Two Ways To Attract $25-Million-Plus Clients To Your Door – Episode 35
As an advisor, one of the smartest moves you can make is understanding the wants, needs and concerns of investors with $25 million or more in net worth. This cohort is important to the future of your business for a few key reasons:
- The trickle-down effect. The attitudes among the wealthiest clients out there today tend to flow downstream over time to less affluent groups of clients. When you see what the $25-million-plus cohort is doing, it’s essentially a leading indicator of what other types of clients will eventually want and even expect from their advisors. You can use that information to proactively position your practice for the future.
- Higher incomes. Not surprisingly, we find that advisors with the wealthiest clients tend to generate the highest incomes. Positioning your practice to attract these investors can be a key driver of your success going forward.
- A growing trend. We’re seeing a growing number of households with more than $25 million in net worth—and often those households are headed by younger generational groups such as Gen Xers and Millennials.
KEY TAKEAWAYS
- It’s smart to understand the needs of ultra-wealthy investors.
- Connect with your existing clients’ heirs.

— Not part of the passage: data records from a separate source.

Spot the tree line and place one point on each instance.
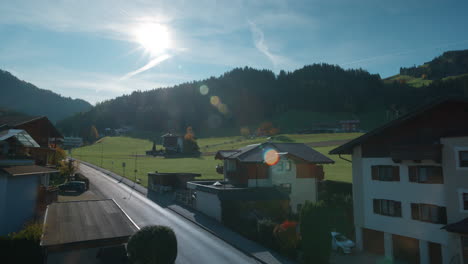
(246, 97)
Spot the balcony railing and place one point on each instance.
(417, 152)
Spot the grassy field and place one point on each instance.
(111, 152)
(410, 80)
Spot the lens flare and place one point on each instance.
(215, 100)
(271, 157)
(204, 89)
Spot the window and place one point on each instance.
(286, 187)
(465, 201)
(387, 207)
(386, 173)
(463, 158)
(429, 213)
(299, 207)
(425, 174)
(279, 166)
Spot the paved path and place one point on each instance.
(205, 242)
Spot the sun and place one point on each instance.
(153, 37)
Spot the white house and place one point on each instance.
(410, 185)
(283, 172)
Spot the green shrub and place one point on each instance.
(153, 245)
(266, 237)
(315, 231)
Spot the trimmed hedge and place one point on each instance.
(153, 245)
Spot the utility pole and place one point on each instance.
(102, 151)
(135, 165)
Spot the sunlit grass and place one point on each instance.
(111, 152)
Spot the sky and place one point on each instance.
(98, 50)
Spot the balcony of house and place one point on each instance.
(416, 153)
(16, 160)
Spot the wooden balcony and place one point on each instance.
(416, 152)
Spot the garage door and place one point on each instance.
(373, 241)
(405, 249)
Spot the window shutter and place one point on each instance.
(442, 215)
(375, 172)
(396, 173)
(413, 173)
(436, 175)
(415, 211)
(377, 206)
(397, 208)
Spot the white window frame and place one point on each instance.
(461, 203)
(457, 158)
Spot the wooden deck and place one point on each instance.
(92, 222)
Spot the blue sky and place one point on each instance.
(97, 50)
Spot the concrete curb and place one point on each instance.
(117, 177)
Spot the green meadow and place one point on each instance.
(111, 152)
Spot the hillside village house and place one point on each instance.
(22, 182)
(40, 129)
(173, 143)
(283, 172)
(410, 185)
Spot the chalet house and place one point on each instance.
(284, 172)
(410, 185)
(40, 129)
(22, 183)
(90, 231)
(173, 143)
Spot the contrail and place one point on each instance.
(148, 66)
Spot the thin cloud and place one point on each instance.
(148, 66)
(259, 41)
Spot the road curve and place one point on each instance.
(195, 245)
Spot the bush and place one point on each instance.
(315, 232)
(153, 245)
(265, 228)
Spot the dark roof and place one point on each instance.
(255, 153)
(16, 120)
(460, 227)
(85, 221)
(27, 170)
(173, 174)
(347, 148)
(253, 194)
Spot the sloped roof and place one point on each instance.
(347, 148)
(16, 120)
(27, 170)
(255, 153)
(460, 227)
(85, 221)
(253, 194)
(22, 136)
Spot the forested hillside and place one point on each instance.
(451, 63)
(247, 97)
(24, 97)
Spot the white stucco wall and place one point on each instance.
(406, 192)
(209, 204)
(3, 195)
(302, 189)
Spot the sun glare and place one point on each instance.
(153, 37)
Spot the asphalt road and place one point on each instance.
(195, 245)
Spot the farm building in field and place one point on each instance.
(263, 172)
(173, 143)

- Get involved in the alternatives investments space.
FACE THE FACTS
CEG Insights surveyed 350 households that had $25 million or more in net worth, not including the value of their primary residence. Some of the key findings include:
- Source of wealth. Among the $25-million-plus group, inheritances have become a key source of wealth. Example: 86.6% of investors with $25 million to $49.9 million in net worth say their wealth came from an inheritance—while just 40.7% of that group said the wealth resulted from their own hard work.
- Investment approach. These ultra-wealthy investors aren’t fundamentally different from other wealth groups in many ways when it comes to attitudes toward investing and risk management. However, they are extremely interested in alternative investments. A full 62.1% say they expect their advisors to have expertise in the area of alternative investing—and that percentage spikes to around 80% for Gen Xers and Millennials with $25 million or more in net worth (see the chart).
Exhibit 1: Importance for Advisor to Have Expertise in Alternative Investments (By age)
INSIGHTS INTO ACTION
Based on our findings, consider the following action steps:
- Connect with existing clients’ heirs. The huge transfer of wealth that’s been predicted for years is well underway. Build relationships with the heirs of your wealthiest clients. Get to know them and start presenting yourself as an expert who understands their future goals and needs. When assets are transferred to them, they’ll already see you as a trusted resource to work with.
- Provide expertise in alternative investments. Given the importance the ultra-wealthy place on alternative investments—which may include hedge funds, private equity, crypto and others—you need to be ready with expertise in these areas, or with access to expertise through your network. Just as important: If you choose to not offer access to certain types of alternative investments, you need to be able to explain your reasoning to these clients. Otherwise, they may simply assume that you’re ignoring investments they value.